La suspensión de las clases en algunas escuelas de la Provincia como consecuencia de la falta de alimentos, disparó una polémica que llega ahora a la Legislatura, desde donde pidieron informes a la Dirección General de Cultura y Educación bonaerense, para que se aclare "la situación de la Escuela N° 43 de la localidad de Ringuelet"
La decisión de suspender las clases, según trascendió, se tomó entre toda la comunidad educativa, "debido al incumplimiento en las raciones de alimentos destinadas al almuerzo, el desayuno y la merienda". Se trata de la escuela ubicada en la calle 512 y 2 bis, de La Plata y que comparte el edificio con la Escuela 60, donde concurren diariamente 80 alumnos al servicio de comedor
En ese marco, Atanasof se quejó porque "las propias autoridades de las escuelas, hablan de $3.50 por alumno, y de una situación que se ha empeorado en el tiempo".
"Creemos que se debe accionar de manera inmediata para dar solución a una comunidad educativa que se ha unido en el reclamo y ha tomado la decisión más dura: dejar sin asistencia y por ende sin educación y contención a decenas de alumnos", aseguró el legislador enrolado en el PJ disidente, mediante una gacetilla oficial.

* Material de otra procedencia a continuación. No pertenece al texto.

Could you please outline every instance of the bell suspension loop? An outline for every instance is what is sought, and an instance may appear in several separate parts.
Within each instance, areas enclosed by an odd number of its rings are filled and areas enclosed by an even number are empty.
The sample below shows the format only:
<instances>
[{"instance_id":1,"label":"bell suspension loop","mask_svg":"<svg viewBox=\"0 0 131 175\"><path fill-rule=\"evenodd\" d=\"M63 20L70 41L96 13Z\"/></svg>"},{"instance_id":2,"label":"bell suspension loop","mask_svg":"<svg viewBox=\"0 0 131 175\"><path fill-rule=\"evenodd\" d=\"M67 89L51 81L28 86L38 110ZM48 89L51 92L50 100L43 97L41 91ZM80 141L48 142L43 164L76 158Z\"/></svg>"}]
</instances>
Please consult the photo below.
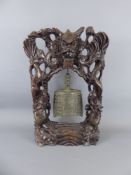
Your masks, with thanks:
<instances>
[{"instance_id":1,"label":"bell suspension loop","mask_svg":"<svg viewBox=\"0 0 131 175\"><path fill-rule=\"evenodd\" d=\"M71 75L69 73L69 69L67 69L67 72L65 74L65 78L64 78L64 86L65 89L70 89L70 82L71 82Z\"/></svg>"}]
</instances>

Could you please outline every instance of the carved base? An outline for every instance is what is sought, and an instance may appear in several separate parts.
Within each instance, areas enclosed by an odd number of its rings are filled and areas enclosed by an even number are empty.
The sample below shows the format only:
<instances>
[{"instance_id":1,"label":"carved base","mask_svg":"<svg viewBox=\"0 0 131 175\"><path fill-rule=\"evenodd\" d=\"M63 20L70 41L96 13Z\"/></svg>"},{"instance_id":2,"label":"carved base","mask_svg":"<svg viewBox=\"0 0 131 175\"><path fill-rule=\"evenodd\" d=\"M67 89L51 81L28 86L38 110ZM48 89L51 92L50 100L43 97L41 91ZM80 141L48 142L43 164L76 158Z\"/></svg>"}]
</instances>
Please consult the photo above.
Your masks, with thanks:
<instances>
[{"instance_id":1,"label":"carved base","mask_svg":"<svg viewBox=\"0 0 131 175\"><path fill-rule=\"evenodd\" d=\"M99 130L83 123L58 123L49 121L43 126L35 126L37 145L96 145Z\"/></svg>"}]
</instances>

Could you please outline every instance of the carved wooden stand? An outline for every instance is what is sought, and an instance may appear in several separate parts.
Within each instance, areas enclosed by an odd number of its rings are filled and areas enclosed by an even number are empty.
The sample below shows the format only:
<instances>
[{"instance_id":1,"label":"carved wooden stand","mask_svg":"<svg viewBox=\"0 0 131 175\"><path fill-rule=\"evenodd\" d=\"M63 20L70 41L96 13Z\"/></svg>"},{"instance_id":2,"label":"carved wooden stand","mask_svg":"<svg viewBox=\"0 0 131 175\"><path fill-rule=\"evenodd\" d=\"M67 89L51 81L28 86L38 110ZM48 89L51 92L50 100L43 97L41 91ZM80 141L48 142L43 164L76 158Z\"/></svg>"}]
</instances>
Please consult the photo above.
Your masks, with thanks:
<instances>
[{"instance_id":1,"label":"carved wooden stand","mask_svg":"<svg viewBox=\"0 0 131 175\"><path fill-rule=\"evenodd\" d=\"M101 76L105 66L104 55L109 44L103 32L95 33L92 27L76 32L61 32L57 28L32 32L24 41L24 50L30 60L30 77L35 119L35 140L38 145L87 145L99 139L98 124L102 109ZM36 39L45 41L48 52L36 45ZM44 49L44 48L43 48ZM41 65L44 64L44 70ZM86 118L81 123L50 121L50 96L48 81L63 69L72 69L88 84Z\"/></svg>"}]
</instances>

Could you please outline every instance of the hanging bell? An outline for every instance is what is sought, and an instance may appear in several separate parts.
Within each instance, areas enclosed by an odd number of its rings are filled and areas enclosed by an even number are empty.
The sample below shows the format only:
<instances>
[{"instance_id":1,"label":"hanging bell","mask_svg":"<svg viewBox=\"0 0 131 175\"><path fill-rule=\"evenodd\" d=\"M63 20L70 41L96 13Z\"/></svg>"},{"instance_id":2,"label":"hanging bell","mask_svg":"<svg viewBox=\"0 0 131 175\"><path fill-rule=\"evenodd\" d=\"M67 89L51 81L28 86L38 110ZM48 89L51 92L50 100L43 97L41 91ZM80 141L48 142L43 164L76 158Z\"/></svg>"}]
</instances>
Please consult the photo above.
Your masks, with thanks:
<instances>
[{"instance_id":1,"label":"hanging bell","mask_svg":"<svg viewBox=\"0 0 131 175\"><path fill-rule=\"evenodd\" d=\"M65 75L65 88L55 91L53 102L54 117L83 115L81 91L70 88L70 74Z\"/></svg>"}]
</instances>

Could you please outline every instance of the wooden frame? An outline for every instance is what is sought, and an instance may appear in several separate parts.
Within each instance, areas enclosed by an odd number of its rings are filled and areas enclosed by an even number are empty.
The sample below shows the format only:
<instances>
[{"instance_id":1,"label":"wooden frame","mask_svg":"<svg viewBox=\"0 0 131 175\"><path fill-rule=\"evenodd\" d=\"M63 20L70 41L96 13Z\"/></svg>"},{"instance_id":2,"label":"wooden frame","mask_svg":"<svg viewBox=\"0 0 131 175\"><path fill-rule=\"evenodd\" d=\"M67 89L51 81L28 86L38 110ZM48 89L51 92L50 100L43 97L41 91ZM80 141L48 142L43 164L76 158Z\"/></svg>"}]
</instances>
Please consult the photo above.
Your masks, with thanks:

En el Ejecutivo, admiten –en voz baja- que existen dificultades de ese tipo particularmente en escuelas ubicadas en La Plata y en La Matanza, aunque deslindan responsabilidades en los Consejos Escolares, órganos de constitución política –sus integrantes se eligen junto al intendente- que tiene a su cargo la ejecución de las partidas presupuestarias para el funcionamiento de las escuelas públicas de la Provincia, incluido el servicio de Comedor de las mismas.